Born in London in 1940 to Russian-Polish parents, Norma Fisher’s talent was evident from a young age. Mentored by Ilona Kabos, Gina Bachauer and Annie Fischer, as a young woman, barely out of her teens, she won prizes at major piano competitions, including the Ferruccio Busoni International Piano Competition, and shared the Piano Prize (with Vladimir Ashkenazy) at the 1963 Harriet Cohen International Music Awards; that same year she made her Proms debut. She appeared at major concert venues around the world and with some of the “greats” of the era, amongst them Jacqueline du Pré. Hailed as one of the finest pianists the country had ever produced, she broadcast extensively for the BBC in the 1950s and 60s – at a time when this was the key to succeeding as a classical musician in the UK – yet these performances were never committed to disc. In the 1990s she noticed a tremor in her right hand, which was eventually diagnosed as focal dystonia, one of the cruellest conditions to befall a musician, and withdrew from the concert stage.

“I developed a focal dystonia,” she says, “a highly-debilitating neurological condition that affected my right hand, causing the muscles to seize up without warning. Public performances became unbearably nerve-wracking, knowing that at any moment my hand could just stop working. It never actually happened mid-way through a concert, but I didn’t want to inflict that on myself or an audience and it seemed only a matter of time before it could actually do so.”

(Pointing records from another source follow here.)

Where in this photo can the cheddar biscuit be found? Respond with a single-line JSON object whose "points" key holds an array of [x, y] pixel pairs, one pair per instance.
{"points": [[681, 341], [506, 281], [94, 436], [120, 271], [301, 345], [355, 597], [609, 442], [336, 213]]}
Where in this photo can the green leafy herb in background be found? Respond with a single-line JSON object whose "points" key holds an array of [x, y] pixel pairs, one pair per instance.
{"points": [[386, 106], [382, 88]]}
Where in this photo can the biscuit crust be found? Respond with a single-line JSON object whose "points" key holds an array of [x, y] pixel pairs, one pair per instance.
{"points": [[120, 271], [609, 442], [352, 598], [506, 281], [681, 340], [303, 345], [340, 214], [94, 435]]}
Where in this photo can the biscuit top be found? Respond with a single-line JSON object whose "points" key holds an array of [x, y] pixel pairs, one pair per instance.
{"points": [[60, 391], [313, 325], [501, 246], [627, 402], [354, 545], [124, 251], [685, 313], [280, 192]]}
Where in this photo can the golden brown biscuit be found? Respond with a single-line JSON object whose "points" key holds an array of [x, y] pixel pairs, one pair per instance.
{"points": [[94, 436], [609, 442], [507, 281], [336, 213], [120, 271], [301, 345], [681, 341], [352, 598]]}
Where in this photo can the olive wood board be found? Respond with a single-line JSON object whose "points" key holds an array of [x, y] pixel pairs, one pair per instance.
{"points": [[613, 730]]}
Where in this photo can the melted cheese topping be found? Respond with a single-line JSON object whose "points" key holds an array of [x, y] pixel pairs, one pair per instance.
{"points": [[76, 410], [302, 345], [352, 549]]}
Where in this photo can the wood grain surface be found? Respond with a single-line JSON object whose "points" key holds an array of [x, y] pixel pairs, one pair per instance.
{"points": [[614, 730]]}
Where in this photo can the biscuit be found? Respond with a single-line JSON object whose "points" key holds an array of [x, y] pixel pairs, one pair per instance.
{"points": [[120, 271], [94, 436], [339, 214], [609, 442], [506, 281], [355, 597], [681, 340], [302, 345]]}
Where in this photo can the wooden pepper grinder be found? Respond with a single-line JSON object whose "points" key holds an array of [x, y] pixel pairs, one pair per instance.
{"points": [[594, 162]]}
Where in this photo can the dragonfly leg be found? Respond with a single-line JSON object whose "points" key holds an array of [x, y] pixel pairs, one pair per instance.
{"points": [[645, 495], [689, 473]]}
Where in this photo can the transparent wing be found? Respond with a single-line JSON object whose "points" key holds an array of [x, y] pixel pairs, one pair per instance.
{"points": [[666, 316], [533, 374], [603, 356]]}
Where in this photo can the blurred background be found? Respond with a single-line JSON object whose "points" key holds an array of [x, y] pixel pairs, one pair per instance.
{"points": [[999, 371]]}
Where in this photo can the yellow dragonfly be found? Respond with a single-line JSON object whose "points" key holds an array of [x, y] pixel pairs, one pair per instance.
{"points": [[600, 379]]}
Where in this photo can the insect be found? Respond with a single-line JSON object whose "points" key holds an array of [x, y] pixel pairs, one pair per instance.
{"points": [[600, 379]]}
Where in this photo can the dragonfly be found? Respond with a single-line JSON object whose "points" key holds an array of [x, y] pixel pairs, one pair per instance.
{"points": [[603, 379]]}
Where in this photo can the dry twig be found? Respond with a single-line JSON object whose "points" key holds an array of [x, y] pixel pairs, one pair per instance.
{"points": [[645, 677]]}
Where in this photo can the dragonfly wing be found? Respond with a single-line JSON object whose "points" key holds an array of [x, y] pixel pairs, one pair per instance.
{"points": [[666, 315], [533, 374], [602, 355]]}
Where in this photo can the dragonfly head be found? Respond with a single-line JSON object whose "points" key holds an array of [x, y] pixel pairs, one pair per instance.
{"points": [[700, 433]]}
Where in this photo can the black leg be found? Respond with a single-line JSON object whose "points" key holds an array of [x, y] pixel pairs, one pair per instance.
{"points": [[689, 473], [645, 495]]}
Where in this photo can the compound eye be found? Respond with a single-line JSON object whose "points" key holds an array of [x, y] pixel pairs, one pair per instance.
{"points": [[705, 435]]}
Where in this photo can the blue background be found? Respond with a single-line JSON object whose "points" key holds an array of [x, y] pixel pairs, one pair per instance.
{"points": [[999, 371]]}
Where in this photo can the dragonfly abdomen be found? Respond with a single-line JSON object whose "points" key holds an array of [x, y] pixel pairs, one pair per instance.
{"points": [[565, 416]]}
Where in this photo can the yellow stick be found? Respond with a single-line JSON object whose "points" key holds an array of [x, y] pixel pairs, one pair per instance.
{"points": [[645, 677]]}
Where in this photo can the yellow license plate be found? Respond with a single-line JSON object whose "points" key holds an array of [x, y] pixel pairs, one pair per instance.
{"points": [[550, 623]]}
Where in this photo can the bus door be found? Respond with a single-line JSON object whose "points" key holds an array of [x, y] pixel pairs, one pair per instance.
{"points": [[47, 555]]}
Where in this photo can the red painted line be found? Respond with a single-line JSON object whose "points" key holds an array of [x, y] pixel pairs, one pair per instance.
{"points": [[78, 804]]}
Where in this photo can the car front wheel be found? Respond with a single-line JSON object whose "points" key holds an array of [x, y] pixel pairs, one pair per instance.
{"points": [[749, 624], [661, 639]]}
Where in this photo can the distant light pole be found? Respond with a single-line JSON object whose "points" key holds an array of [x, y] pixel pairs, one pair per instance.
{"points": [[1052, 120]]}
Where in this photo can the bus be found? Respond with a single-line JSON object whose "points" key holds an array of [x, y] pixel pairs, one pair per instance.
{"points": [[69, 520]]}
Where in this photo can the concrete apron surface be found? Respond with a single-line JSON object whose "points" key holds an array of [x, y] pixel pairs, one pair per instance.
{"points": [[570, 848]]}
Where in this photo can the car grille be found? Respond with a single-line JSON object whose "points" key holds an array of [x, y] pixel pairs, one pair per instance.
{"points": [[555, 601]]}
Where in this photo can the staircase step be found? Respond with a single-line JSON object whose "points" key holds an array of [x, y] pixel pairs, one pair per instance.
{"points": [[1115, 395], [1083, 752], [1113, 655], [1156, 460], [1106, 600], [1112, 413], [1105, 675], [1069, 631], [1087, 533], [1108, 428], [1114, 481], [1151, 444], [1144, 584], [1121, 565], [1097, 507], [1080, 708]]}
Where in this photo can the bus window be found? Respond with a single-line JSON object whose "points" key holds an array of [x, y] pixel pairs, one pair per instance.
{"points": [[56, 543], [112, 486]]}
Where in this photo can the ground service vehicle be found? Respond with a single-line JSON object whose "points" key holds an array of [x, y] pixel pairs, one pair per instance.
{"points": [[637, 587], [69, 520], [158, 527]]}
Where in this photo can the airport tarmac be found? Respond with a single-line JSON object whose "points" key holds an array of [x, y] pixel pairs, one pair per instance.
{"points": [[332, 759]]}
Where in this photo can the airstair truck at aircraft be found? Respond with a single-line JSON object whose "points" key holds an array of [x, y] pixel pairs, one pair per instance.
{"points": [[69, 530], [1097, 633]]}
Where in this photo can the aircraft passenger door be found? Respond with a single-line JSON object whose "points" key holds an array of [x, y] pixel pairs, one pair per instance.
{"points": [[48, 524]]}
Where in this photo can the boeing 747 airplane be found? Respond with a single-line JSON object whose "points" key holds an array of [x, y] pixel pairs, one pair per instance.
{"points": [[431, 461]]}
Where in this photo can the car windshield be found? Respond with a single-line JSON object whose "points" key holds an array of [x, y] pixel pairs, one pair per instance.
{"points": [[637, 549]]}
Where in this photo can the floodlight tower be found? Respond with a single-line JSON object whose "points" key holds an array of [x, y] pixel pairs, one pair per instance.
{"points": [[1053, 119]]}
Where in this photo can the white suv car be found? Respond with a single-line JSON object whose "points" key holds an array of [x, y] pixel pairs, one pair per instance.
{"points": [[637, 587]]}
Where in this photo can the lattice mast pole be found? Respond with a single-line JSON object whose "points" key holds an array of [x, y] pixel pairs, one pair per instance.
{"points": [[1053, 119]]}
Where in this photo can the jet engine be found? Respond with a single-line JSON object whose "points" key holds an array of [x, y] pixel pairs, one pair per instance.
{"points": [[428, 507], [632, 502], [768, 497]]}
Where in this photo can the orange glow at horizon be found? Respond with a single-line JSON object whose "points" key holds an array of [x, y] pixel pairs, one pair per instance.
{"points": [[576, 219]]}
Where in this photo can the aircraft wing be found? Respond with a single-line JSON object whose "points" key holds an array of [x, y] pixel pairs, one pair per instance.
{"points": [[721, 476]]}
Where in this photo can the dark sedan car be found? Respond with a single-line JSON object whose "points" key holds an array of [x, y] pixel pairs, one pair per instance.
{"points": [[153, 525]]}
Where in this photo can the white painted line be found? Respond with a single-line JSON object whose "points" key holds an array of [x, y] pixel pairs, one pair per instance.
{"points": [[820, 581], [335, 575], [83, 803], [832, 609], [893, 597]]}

She turned to teaching, and has established a reputation as one of the finest piano teachers in the world, nurturing young talents such as Pavel Kolesnikov and Anna Fedorova. She also regularly serves on international competition juries and is artistic director of London Master Classes – which is where I first met her.

Observing Norma teaching talented young students at a London Master Classes event was immensely inspiring and stimulating. Chatting to Norma during a break in the class, her enthusiasm and passion was evident and her eyes literally shone with the excitement of encouraging these talented young musicians. In an interview for this site, she stressed “the importance of sound, understanding the depths and possibilities the keyboard has to offer, and how vital is stylistic awareness“, and one of the chief aims of her teaching is the importance of an “individual sound world”, combined with delicacy and precision (one hears this in former students like Pavel Kolesnikov, where the influence of his teacher is clear in his own personal sound world).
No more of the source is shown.